By: Big Daddy Jamba @JaquilleOneal04

Recently, the University of Illinois fan section the “Orange Krush” put themselves into a bit of a predicament.  After the University of Iowa refunded their tickets ahead of their planned trip to the Hawkeyes’ stadium, it came out that they had originally purchased the tickets under the name of The Boys and Girls Club.  Now, while most people might take issue with using a charity as a guise to purchase basketball tickets, my problem is more that they didn’t commit to the bit enough.   Listed below are a number of charities the Orange Krush should’ve used and how they could’ve pulled off their covert operation.
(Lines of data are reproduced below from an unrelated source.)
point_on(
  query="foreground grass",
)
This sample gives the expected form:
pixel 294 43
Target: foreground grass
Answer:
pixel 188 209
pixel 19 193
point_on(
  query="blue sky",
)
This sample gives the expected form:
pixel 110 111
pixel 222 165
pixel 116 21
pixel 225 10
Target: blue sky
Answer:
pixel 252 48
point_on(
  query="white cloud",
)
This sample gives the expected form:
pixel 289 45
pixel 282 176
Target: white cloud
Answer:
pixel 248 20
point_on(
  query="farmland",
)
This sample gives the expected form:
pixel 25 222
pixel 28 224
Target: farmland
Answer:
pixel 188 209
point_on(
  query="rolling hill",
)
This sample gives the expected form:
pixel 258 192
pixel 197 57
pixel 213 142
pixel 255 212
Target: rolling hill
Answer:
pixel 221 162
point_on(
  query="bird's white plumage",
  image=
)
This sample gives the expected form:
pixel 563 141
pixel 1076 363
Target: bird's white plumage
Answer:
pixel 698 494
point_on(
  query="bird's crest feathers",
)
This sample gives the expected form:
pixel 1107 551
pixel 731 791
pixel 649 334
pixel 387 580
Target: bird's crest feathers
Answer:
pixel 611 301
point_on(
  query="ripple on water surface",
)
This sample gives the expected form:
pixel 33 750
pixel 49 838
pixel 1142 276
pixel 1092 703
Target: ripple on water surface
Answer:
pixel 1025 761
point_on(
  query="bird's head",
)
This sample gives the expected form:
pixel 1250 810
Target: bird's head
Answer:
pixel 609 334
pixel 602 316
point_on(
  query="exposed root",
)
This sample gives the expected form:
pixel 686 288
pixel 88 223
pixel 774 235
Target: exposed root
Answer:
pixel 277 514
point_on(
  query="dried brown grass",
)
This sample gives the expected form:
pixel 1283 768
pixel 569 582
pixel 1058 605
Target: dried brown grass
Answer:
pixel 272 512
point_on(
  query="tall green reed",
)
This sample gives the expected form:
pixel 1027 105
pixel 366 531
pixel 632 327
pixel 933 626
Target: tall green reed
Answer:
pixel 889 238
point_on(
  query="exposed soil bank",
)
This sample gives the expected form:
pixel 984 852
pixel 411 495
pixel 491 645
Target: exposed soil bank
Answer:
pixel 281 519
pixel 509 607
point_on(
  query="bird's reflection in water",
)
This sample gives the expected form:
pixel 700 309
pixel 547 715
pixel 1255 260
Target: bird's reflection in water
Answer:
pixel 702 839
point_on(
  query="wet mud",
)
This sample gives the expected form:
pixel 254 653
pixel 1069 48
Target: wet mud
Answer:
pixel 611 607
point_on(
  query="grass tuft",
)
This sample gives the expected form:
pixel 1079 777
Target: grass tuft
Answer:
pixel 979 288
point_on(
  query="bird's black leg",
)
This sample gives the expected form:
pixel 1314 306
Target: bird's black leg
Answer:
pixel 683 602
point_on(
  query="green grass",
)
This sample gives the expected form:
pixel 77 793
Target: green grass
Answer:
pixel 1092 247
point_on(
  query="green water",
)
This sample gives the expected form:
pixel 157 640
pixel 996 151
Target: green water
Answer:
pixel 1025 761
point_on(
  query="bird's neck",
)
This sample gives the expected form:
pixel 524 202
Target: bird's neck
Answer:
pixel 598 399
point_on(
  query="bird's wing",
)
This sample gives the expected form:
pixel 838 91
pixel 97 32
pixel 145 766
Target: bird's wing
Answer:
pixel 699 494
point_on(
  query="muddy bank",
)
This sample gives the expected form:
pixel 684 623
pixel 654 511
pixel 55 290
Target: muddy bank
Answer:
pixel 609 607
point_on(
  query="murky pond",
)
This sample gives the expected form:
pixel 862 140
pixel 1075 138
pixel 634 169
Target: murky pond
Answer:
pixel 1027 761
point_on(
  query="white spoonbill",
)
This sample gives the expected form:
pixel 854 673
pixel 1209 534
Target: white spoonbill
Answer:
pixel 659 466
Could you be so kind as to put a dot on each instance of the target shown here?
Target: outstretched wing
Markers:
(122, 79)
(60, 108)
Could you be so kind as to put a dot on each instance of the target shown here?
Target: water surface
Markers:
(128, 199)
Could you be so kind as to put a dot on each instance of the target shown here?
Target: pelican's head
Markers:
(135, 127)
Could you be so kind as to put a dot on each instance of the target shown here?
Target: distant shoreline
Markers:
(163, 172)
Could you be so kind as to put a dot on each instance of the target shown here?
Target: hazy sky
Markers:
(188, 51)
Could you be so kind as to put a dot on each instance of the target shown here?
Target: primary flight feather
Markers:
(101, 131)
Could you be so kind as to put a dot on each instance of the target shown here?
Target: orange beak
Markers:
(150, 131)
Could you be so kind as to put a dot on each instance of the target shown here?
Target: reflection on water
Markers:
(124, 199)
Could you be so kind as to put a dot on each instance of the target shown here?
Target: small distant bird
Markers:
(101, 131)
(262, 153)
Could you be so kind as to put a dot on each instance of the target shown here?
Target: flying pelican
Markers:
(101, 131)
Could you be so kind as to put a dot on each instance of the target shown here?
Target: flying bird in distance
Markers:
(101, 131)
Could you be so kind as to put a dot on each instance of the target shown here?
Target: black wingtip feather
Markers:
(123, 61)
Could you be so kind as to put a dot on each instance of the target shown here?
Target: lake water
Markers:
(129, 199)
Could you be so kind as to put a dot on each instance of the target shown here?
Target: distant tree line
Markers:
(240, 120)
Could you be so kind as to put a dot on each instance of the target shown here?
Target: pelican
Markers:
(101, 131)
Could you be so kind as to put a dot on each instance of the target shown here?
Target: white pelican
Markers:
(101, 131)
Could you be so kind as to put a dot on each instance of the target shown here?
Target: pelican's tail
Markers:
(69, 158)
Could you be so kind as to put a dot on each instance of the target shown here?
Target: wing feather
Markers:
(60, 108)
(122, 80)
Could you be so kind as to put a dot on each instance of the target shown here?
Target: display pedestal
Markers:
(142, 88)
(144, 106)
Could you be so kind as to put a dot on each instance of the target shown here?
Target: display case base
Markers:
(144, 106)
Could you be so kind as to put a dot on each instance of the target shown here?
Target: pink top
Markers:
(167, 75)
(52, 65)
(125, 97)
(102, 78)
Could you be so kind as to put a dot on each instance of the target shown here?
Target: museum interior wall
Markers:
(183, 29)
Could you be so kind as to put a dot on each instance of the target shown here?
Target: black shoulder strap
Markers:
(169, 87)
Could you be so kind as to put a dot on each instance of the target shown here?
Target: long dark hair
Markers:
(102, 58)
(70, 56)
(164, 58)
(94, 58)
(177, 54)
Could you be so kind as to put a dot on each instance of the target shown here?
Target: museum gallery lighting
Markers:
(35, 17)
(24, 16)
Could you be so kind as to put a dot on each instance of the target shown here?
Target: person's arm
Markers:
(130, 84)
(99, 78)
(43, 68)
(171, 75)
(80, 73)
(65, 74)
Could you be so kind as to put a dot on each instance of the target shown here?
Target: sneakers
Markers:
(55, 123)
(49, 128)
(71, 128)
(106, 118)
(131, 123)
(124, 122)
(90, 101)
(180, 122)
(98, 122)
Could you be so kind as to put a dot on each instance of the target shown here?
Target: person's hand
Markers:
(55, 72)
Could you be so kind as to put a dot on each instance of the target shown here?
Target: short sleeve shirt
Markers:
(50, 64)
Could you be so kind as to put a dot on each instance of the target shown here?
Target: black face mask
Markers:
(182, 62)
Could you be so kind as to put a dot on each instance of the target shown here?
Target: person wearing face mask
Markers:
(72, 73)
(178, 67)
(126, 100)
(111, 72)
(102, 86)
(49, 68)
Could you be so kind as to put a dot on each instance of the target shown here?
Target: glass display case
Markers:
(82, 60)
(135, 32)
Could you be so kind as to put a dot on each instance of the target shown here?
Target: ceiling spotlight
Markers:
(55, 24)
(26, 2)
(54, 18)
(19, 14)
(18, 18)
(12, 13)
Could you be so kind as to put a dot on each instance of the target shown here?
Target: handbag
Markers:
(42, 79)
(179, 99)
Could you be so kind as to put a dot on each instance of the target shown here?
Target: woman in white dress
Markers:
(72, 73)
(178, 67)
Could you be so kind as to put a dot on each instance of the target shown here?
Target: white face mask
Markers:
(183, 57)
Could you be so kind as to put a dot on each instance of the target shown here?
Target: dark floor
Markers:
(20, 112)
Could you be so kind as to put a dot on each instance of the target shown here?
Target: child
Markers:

The Make-a-Wish Foundation

The Make-a-Wish foundation is well known at this point, and the University of Iowa would likely look bad if they attempted to question the purchase.  However, if they did, each individual member of the Orange Krush could have simply said that it was someone else’s wish.  If each person had a different name to say, they could have created a “wish loop” making it impossible for the University of Iowa to ever truly figure out whose wish it was.

ASPCA

In order to pull off this maneuver, the Orange Krush would have needed to cancel at least three ticket holders, and instead hire furries to take those seats.  When questioned, the Krush could simply say that they were dogs so in love with the game of basketball that they gained the ability to speak and walk on two legs while at the game.  The furries would have the added benefit of only needing to be three years old to purchase alcohol due to the dog years to human years conversion rate.

American Red Cross

A slightly easier operation than the previous two, this would simply require every single person who received a ticket to claim that they’d been told that the hospital waiting room was located in the seats of Carver-Hawkeye Arena.  If pressed on the medical conditions they were being treated for, each participant could simply say “uhh…………” followed by “it’s bad” and the University of Iowa officials would feel too rude to question it.

Doctors Without Borders

Of all of the solutions I’ve offered, this is definitely the most complex.  First of all, the Orange Krush would need to secure fake medical ID’s for every single ticket-buyer, and have unique medical titles for each person so that the University of Iowa would not become suspicious.  Then, upon being questioned as to why Doctors Without Borders wanted basketball tickets, they could have said that they wanted to ensure there were no borders around the University of Iowa.  They could also explain that they needed to be there in case of medical situations involving the players, and that sports simply cannot be played safely without the presence of 200 licensed professionals in the stands.

World Wildlife Fund

 Lastly, this is the simplest of all possible maneuvers.  The members of the Orange Krush could have said that they heard about an endangered species called Hawkeyes and wanted to make sure their natural habitat of Carver-Hawkeye Arena was in good living condition for Hawkeyes.  This disguise would be enhanced by the Orange Krush bringing live wolves into the arena, which they could then claim eat many of the Hawkeyes’ predators and would thus make it a safer environment for them to raise Hawkeye babies in.